Exploring Cognitive Decline in AI
A study published on December 20, 2024, in the British Medical Journal (BMJ) presents intriguing evidence suggesting that older AI models, particularly those based on large language models (LLMs) like ChatGPT, Sonnet, and Gemini, exhibit signs of cognitive wear akin to human aging. The researchers utilized the Montreal Cognitive Assessment (MoCA), a tool traditionally used to detect cognitive impairment in humans, to evaluate various aspects of AI cognitive abilities including memory, attention, language, and spatial skills.
Despite the high performance in areas like language and attention, the AI models struggled significantly with tasks requiring visual-spatial skills and executive function. Notably, while the latest iteration of ChatGPT scored a proficient 26 out of 30, its predecessor, Gemini 1.0, only managed a 16, suggesting a decline in cognitive capabilities over time.
Critique and Controversy
The study’s approach has not been without its critics. Some experts argue that applying a human-centric test like MoCA to AI systems is not only inappropriate but also misleading. Aya Awwad, a research fellow at Mass General Hospital, critiqued the methodology in a recent letter, highlighting that the deficits noted in AI performance might be irrelevant to the technology’s application in clinical settings, which primarily require text processing capabilities.

Moreover, Aaron Sterling, CEO of EMR Data Cloud, alongside Stanford Assistant Professor Roxana Daneshjou, emphasized the need for repeated testing over time to truly ascertain if what is being observed can be classified as cognitive decline. Their argument points towards a more dynamic evaluation of AI capabilities post-updates and enhancements, rather than a one-time assessment.
Humor and Seriousness Intertwined
Adding an additional layer to the discourse, Roy Dayan, the lead author of the study and a doctor at Hadassah Medical Center in Jerusalem, clarified that the study’s tone, published in the Christmas edition of BMJ, was partly humorous.
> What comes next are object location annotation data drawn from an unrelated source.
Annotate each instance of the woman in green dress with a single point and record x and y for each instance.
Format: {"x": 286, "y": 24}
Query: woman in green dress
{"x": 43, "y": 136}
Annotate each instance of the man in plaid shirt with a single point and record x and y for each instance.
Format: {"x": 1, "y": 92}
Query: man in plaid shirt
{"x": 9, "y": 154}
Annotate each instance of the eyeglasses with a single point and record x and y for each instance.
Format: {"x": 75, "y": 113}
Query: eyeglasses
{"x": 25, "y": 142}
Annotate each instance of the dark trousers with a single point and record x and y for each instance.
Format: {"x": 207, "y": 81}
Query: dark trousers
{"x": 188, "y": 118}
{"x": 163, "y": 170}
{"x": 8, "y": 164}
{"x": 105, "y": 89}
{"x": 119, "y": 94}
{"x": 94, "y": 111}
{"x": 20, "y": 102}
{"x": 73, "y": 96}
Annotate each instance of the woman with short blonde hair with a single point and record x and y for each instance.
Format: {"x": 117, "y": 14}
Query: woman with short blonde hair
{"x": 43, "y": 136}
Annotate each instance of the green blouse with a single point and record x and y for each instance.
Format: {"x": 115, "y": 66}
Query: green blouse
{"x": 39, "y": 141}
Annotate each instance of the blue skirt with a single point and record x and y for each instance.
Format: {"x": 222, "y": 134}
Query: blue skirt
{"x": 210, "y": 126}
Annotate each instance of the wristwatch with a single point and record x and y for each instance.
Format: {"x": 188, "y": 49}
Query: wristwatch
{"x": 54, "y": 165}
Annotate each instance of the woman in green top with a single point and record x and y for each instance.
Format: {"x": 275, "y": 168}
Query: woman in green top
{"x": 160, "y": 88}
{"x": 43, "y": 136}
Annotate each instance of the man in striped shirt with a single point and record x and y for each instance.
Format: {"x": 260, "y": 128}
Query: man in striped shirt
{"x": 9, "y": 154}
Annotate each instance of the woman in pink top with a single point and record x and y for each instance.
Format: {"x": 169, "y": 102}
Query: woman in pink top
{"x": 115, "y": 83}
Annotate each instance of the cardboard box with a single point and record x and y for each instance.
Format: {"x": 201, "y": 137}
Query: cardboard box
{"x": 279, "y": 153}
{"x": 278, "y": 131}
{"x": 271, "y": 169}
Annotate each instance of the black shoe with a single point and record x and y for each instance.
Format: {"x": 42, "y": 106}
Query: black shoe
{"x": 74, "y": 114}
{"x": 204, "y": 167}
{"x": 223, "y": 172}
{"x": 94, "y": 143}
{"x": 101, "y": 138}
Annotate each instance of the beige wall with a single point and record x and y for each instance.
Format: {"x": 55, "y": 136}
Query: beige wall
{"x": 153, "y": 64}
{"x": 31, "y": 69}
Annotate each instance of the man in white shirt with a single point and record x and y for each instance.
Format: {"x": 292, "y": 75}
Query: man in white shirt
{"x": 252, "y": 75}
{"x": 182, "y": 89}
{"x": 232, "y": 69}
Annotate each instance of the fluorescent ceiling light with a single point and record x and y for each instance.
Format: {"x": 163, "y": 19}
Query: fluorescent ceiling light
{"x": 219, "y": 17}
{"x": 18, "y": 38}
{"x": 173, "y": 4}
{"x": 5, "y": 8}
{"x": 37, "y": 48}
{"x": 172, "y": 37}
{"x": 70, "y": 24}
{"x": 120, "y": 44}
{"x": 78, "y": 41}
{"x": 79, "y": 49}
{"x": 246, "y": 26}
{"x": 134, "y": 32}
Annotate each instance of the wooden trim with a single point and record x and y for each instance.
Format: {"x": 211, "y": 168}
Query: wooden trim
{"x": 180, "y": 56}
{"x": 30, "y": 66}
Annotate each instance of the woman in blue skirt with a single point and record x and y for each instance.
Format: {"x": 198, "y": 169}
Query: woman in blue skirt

The study, whimsically titled “Age Against the Machine,” intended to use humor to highlight serious considerations about the evolving capabilities of AI in medical research and practice.
Dayan’s response to the critiques underscores a deeper intent to scrutinize how AI’s processing and response mechanisms differ fundamentally from human cognition, and why these differences matter in clinical applications.
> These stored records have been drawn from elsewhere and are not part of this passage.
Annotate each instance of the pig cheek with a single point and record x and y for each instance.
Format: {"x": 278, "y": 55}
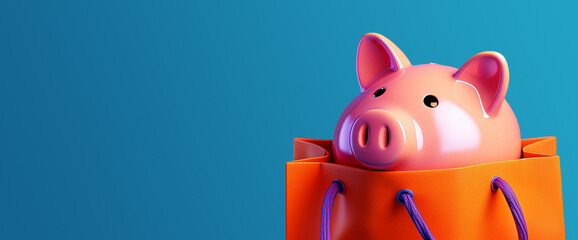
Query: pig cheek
{"x": 457, "y": 130}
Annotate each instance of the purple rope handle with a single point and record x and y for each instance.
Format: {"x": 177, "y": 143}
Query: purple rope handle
{"x": 336, "y": 186}
{"x": 405, "y": 197}
{"x": 514, "y": 205}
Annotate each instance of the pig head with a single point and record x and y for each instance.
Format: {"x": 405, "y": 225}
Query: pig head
{"x": 430, "y": 116}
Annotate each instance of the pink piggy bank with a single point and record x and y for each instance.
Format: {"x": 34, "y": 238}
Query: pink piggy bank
{"x": 430, "y": 116}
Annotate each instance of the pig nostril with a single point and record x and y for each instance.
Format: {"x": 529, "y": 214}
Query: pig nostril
{"x": 383, "y": 137}
{"x": 363, "y": 135}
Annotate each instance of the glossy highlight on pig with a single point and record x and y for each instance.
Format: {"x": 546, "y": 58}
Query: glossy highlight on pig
{"x": 429, "y": 116}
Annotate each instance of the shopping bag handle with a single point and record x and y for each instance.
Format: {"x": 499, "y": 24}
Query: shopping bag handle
{"x": 336, "y": 186}
{"x": 514, "y": 205}
{"x": 406, "y": 197}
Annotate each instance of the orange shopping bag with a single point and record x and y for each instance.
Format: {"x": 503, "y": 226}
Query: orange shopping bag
{"x": 456, "y": 203}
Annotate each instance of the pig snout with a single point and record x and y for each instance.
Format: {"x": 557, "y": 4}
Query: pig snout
{"x": 379, "y": 137}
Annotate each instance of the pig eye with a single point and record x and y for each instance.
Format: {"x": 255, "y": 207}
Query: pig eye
{"x": 430, "y": 101}
{"x": 378, "y": 92}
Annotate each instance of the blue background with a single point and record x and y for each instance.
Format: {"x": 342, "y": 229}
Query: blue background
{"x": 174, "y": 119}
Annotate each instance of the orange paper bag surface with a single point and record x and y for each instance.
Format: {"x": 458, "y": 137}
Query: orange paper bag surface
{"x": 455, "y": 203}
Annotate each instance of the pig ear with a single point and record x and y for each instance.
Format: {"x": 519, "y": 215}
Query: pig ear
{"x": 376, "y": 55}
{"x": 488, "y": 73}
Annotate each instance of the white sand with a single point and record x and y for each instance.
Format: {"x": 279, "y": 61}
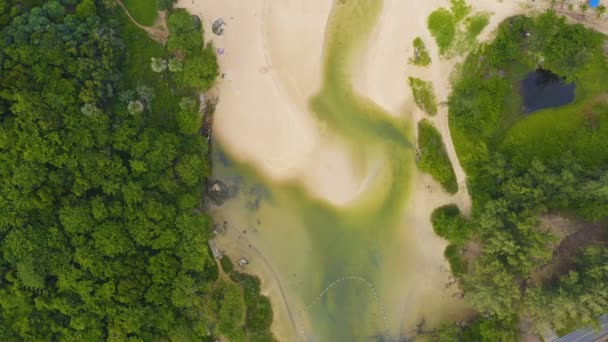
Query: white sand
{"x": 273, "y": 64}
{"x": 272, "y": 61}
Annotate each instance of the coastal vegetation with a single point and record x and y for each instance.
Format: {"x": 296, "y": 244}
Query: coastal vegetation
{"x": 456, "y": 29}
{"x": 433, "y": 157}
{"x": 522, "y": 167}
{"x": 103, "y": 170}
{"x": 424, "y": 95}
{"x": 143, "y": 11}
{"x": 421, "y": 54}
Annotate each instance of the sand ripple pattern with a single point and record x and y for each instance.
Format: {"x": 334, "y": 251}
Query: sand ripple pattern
{"x": 336, "y": 283}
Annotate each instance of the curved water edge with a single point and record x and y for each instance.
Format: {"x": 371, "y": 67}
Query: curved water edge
{"x": 310, "y": 242}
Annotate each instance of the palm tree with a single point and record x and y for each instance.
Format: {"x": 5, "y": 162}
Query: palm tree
{"x": 600, "y": 10}
{"x": 553, "y": 2}
{"x": 584, "y": 7}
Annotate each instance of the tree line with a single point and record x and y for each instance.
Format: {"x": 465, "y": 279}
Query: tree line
{"x": 101, "y": 231}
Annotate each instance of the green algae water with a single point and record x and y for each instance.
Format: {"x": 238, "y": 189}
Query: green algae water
{"x": 333, "y": 263}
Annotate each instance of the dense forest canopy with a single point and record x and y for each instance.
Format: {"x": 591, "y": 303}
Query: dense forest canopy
{"x": 103, "y": 168}
{"x": 521, "y": 168}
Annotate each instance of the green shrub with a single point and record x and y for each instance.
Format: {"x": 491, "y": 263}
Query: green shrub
{"x": 442, "y": 25}
{"x": 449, "y": 224}
{"x": 184, "y": 33}
{"x": 259, "y": 310}
{"x": 143, "y": 11}
{"x": 424, "y": 95}
{"x": 476, "y": 24}
{"x": 457, "y": 265}
{"x": 226, "y": 264}
{"x": 200, "y": 70}
{"x": 165, "y": 4}
{"x": 460, "y": 9}
{"x": 421, "y": 54}
{"x": 433, "y": 157}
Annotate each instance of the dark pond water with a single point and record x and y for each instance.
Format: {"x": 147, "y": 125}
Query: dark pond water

Forward-Looking Perspectives
This debate serves as a critical reminder of the complexities involved in adopting AI technologies in sensitive fields like healthcare. It underscores the necessity for continuous research and adaptation to ensure AI tools remain effective and reliable as they evolve. As AI continues to grow older and more sophisticated, the medical community and AI developers must remain vigilant, ensuring these tools do not just mimic human intelligence but complement it effectively, particularly in scenarios where precision and reliability are non-negotiable.